Definitely got drunk and sent her a literal picture of my asshole. I titled it " you"
We woke up, fucked twice, she drank 3 warm heinekins to cure her hangover and said "Im glad you're still hott when im sober"
I feel like I just lived out a children's book called "The Day I Went to Law School Stoned"
She was moaning so loud as i walked out of the room her roommates gave me a standing ovation... i think they are next
I am so proud of him. After eating the rest of our shrooms, he finally registered to vote
The bouncer was just about to kick Sarah out for getting with this guy 'too physically'. I told him that was 'her style' and he let them stay. Banter.
I made people serenade her before talking to her and went on a condom run. If I'm going to be in the friend zone, I'm going to be its fucking king.
So to recap Superbowl Sunday - I won $100, bumped into the anti-christ and his cult, met a guy in a kilt and a wican, then got invited to a gayguy afterhours party.
Gonna be tough to beat that next year!
Also I've come to learn that "type" and "fetish" are different things. Apologies for earlier confusion.
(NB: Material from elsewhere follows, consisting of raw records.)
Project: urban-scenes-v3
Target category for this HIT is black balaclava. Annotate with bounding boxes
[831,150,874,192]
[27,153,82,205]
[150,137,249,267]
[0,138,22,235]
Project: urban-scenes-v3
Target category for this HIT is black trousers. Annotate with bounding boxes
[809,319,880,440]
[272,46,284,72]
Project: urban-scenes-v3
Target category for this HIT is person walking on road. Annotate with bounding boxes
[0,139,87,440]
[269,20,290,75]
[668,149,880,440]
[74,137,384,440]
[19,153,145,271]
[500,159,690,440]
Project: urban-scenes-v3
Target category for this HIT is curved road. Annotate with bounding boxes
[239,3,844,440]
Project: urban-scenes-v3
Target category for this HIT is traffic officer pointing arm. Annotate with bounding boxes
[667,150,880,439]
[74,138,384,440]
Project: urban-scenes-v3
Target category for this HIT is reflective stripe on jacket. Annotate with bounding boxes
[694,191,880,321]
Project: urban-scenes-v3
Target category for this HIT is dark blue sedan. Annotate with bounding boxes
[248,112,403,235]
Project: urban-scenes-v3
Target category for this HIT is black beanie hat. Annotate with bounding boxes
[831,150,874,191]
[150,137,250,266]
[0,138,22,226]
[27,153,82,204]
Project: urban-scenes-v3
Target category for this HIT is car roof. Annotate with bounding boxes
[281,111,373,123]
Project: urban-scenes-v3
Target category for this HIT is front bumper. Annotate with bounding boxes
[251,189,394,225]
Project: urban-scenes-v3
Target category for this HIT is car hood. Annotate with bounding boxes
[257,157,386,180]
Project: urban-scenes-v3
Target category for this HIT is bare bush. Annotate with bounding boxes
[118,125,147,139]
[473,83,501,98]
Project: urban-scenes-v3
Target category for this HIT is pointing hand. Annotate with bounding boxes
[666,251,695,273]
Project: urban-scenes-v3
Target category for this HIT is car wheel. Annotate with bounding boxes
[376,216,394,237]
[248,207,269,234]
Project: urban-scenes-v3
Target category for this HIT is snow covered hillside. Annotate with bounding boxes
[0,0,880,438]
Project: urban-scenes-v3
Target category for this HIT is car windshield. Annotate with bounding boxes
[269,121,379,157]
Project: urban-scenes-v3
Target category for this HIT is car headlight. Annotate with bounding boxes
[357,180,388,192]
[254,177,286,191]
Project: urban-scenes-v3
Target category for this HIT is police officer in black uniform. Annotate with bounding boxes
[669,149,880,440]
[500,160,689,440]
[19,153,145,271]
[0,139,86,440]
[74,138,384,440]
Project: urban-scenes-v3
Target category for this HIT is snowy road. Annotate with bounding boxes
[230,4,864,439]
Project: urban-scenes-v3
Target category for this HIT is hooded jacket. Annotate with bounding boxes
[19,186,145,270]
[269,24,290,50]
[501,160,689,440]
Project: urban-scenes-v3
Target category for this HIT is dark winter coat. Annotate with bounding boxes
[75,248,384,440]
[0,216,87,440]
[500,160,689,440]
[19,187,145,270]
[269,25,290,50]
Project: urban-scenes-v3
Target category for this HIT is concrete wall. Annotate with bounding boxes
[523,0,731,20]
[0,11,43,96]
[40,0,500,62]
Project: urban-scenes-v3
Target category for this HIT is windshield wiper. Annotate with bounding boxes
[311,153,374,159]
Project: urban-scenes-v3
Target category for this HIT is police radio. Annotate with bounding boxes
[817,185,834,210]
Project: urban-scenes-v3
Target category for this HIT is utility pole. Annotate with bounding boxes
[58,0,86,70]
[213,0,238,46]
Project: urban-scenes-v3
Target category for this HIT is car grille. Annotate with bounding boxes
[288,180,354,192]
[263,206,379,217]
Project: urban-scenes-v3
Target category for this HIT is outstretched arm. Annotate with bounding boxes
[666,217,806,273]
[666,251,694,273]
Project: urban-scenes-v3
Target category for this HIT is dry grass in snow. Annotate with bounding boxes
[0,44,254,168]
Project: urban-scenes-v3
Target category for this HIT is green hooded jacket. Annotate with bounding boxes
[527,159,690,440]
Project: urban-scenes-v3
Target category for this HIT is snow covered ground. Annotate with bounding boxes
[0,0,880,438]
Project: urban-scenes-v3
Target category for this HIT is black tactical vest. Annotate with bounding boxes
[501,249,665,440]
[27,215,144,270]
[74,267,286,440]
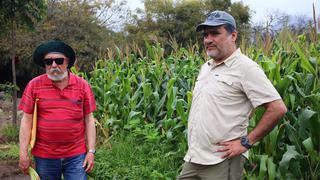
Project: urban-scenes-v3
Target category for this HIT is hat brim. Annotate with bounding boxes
[196,23,226,32]
[33,41,76,69]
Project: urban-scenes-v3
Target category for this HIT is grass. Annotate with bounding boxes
[90,132,183,180]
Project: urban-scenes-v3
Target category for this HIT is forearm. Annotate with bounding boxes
[248,100,287,144]
[19,113,32,157]
[85,113,96,150]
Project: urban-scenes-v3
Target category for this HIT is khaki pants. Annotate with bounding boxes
[177,155,246,180]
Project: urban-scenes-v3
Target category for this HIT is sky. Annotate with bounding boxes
[127,0,320,24]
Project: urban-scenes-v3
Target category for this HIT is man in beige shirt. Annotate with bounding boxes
[178,11,287,180]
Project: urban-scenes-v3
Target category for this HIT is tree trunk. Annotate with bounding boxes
[11,14,17,126]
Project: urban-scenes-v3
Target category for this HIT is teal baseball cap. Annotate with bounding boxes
[33,40,76,69]
[196,11,236,31]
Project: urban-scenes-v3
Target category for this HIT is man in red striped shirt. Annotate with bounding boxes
[19,41,96,180]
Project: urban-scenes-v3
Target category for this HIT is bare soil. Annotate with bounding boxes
[0,99,30,180]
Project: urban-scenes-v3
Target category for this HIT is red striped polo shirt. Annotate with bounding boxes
[19,73,96,158]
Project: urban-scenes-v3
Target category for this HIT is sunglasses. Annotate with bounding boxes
[44,58,64,66]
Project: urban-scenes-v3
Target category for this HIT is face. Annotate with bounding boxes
[203,26,237,62]
[43,53,69,81]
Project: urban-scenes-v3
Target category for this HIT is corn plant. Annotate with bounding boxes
[78,31,320,179]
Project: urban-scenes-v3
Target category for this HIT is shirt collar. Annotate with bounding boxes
[207,48,241,67]
[44,71,77,86]
[223,48,241,67]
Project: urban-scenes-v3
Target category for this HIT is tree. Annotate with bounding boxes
[125,0,250,49]
[0,0,46,125]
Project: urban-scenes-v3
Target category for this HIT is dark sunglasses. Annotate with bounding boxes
[44,58,64,65]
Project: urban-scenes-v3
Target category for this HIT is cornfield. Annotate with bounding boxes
[74,31,320,180]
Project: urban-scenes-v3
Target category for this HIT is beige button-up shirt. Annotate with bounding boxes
[184,49,281,165]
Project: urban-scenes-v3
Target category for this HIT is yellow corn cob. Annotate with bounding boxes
[29,166,40,180]
[30,99,39,149]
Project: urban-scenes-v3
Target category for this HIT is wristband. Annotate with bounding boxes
[88,149,96,154]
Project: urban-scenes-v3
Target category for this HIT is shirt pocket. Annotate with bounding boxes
[209,76,243,101]
[193,76,207,99]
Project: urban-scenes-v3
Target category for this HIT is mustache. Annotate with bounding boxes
[49,68,62,73]
[205,42,217,47]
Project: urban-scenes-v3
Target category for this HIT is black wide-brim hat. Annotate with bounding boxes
[33,40,76,69]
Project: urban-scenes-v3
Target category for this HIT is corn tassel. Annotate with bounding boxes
[30,99,39,149]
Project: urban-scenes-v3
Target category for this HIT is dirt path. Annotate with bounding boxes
[0,160,30,180]
[0,100,30,180]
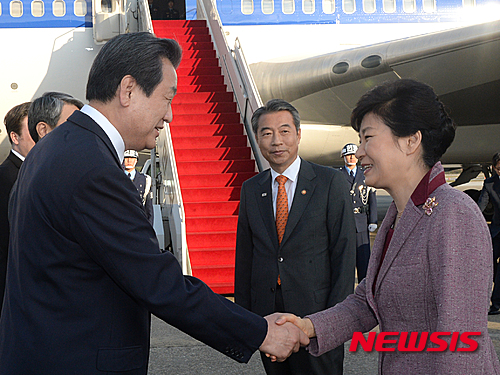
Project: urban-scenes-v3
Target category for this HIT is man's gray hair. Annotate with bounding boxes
[28,91,83,142]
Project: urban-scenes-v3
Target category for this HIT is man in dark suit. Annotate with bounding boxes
[234,99,356,375]
[340,143,377,283]
[0,33,308,375]
[0,102,35,313]
[28,91,83,143]
[477,152,500,315]
[123,150,154,225]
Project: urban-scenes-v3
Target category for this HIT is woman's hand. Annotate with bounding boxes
[276,313,316,338]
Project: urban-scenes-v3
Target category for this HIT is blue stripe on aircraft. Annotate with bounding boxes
[0,0,92,29]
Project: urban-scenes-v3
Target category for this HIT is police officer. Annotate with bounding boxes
[123,150,153,225]
[340,143,377,283]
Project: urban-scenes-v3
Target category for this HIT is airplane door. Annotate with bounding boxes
[92,0,127,43]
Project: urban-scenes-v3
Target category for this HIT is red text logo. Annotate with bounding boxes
[349,332,481,352]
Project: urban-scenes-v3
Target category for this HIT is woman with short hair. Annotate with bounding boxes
[278,79,500,375]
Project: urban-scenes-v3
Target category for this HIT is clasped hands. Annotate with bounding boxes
[259,313,316,362]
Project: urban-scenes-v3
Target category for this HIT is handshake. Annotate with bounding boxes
[259,313,316,362]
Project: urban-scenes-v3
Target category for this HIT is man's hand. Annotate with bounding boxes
[259,313,309,362]
[276,313,316,338]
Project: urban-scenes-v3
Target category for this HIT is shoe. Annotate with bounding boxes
[488,306,500,315]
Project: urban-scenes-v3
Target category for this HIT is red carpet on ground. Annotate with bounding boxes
[153,20,256,294]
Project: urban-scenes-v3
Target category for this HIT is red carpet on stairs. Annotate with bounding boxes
[153,20,256,294]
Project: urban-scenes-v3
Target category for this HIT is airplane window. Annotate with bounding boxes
[342,0,356,13]
[422,0,436,13]
[332,62,349,74]
[382,0,396,13]
[403,0,417,13]
[31,0,45,17]
[281,0,295,14]
[52,0,66,17]
[101,0,114,13]
[10,0,23,17]
[302,0,315,14]
[363,0,375,13]
[262,0,274,14]
[241,0,253,14]
[323,0,335,14]
[361,55,382,69]
[74,0,87,17]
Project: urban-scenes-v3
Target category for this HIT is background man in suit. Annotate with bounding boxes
[477,152,500,315]
[340,143,377,283]
[0,102,35,313]
[0,33,309,375]
[123,150,154,225]
[234,99,356,375]
[28,92,83,142]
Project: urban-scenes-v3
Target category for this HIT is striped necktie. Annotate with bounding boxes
[276,175,288,244]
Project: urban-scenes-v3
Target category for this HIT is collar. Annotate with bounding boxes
[123,168,136,180]
[411,161,446,206]
[344,165,358,176]
[11,149,25,161]
[80,104,125,163]
[271,156,300,182]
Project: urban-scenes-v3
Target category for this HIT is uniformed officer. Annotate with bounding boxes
[123,150,153,225]
[340,143,377,283]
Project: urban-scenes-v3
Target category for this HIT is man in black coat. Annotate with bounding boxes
[123,150,154,225]
[0,102,35,313]
[234,99,356,375]
[477,152,500,315]
[340,143,377,283]
[0,33,309,375]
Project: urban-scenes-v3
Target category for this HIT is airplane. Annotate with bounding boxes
[0,0,500,288]
[0,0,500,175]
[186,0,500,182]
[0,0,151,161]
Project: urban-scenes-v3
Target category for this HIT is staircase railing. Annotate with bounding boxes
[92,0,153,44]
[157,123,192,275]
[197,0,269,172]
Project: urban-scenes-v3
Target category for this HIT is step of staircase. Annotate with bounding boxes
[153,20,256,294]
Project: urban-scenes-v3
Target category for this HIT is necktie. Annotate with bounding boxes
[276,175,288,244]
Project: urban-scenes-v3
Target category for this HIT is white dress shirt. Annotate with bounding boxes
[271,156,300,219]
[80,104,125,163]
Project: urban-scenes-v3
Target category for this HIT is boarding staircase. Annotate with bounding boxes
[153,20,256,294]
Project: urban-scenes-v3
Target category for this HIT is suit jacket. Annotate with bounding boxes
[309,163,500,375]
[0,111,267,375]
[133,172,154,225]
[477,175,500,238]
[340,167,377,233]
[0,151,23,312]
[234,160,356,316]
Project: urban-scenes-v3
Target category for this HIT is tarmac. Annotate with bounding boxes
[148,304,500,375]
[148,173,494,375]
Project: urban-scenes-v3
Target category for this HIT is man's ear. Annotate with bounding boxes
[9,132,19,145]
[406,130,422,155]
[118,75,137,107]
[35,121,51,139]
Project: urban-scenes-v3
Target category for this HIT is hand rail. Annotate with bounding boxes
[197,0,269,172]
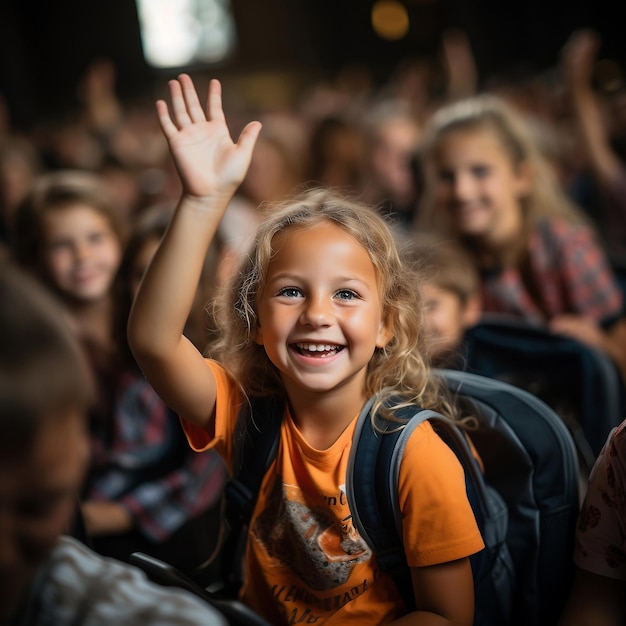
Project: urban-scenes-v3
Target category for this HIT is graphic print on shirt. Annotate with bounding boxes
[253,476,372,591]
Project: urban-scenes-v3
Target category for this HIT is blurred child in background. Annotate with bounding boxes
[401,235,481,368]
[0,261,226,626]
[418,94,626,377]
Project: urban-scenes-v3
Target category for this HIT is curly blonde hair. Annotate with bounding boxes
[417,93,590,249]
[208,188,451,424]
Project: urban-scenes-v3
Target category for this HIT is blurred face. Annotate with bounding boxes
[422,283,465,358]
[371,119,420,201]
[43,204,122,302]
[0,410,89,621]
[256,222,390,410]
[432,128,529,245]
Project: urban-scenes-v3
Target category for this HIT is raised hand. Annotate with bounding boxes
[156,74,261,198]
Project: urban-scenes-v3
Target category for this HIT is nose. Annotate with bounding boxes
[300,294,333,328]
[72,242,90,263]
[451,173,474,200]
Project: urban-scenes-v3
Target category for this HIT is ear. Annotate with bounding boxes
[254,326,265,346]
[376,321,393,348]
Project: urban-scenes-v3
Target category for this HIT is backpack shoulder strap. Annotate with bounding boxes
[346,399,489,607]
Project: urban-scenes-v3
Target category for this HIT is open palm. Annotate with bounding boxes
[156,74,261,198]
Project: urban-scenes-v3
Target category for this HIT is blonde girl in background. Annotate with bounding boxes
[129,74,483,626]
[418,94,626,376]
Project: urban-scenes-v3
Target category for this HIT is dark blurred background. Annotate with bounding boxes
[0,0,626,127]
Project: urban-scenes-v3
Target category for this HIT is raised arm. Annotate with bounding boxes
[128,74,261,427]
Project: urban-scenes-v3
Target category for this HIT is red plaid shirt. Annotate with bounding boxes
[482,218,623,324]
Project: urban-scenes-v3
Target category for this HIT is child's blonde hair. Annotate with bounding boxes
[418,93,588,235]
[14,170,128,278]
[209,189,449,412]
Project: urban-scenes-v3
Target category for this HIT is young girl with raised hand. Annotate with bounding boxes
[129,74,483,625]
[412,94,626,377]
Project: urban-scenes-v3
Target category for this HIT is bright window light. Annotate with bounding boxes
[136,0,236,68]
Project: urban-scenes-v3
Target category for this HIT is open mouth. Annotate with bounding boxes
[295,343,344,359]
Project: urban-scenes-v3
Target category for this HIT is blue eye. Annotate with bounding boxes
[472,165,491,178]
[438,170,454,183]
[278,287,302,298]
[336,289,358,301]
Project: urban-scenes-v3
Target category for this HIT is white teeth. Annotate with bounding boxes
[296,343,337,352]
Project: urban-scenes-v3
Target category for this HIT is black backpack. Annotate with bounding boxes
[461,314,626,466]
[222,370,579,626]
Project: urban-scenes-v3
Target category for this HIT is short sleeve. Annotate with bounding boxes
[574,422,626,580]
[398,422,484,567]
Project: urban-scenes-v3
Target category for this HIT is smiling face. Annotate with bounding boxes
[256,222,390,404]
[42,204,122,302]
[432,127,529,246]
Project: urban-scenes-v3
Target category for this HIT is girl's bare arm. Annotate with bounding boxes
[392,558,474,626]
[128,74,261,427]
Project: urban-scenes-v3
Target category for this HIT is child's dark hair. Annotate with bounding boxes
[209,189,454,420]
[0,261,94,455]
[401,233,480,306]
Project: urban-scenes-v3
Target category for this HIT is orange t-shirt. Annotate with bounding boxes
[181,360,484,626]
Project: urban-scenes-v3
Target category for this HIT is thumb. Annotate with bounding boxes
[237,122,262,156]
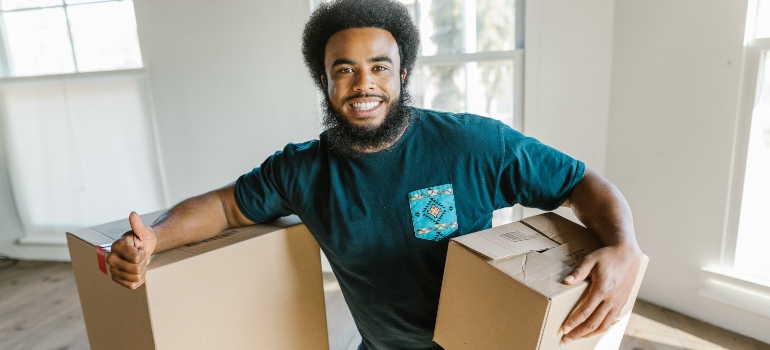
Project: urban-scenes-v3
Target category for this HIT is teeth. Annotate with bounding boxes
[353,102,380,111]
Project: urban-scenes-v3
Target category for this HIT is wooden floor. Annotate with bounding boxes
[0,261,770,350]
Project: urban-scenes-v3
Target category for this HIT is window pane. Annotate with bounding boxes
[401,0,516,56]
[754,0,770,38]
[411,60,514,125]
[0,0,61,11]
[67,1,142,72]
[735,52,770,280]
[3,8,75,76]
[64,0,106,5]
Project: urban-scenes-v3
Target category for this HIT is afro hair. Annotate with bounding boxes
[302,0,420,91]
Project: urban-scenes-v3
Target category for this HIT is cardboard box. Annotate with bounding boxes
[434,213,649,350]
[67,213,329,350]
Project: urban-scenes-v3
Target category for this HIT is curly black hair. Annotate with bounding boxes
[302,0,420,91]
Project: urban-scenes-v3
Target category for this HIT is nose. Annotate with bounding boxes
[353,70,374,91]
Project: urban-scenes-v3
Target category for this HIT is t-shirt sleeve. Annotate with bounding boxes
[496,124,585,211]
[235,152,294,222]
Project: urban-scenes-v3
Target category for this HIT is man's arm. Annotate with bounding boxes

Let's play another riveting game of "Whose boxers are hanging on my fence?"
I'm all dressed in my outfit from last night, and I'm not even the sluttiest person in Walmart right now. God bless Miami.
I always felt my time would come in the form of a tidal wave of whisky
And you know what the worst part is? Because of him I can now relate to a goddamn Taylor Swift song. FUCK. MY. LIFE.
there is definitely a hickey on my left nipple.
God knew I'd have horrible taste in men, so made me asexual to ensure I'd never fuck them.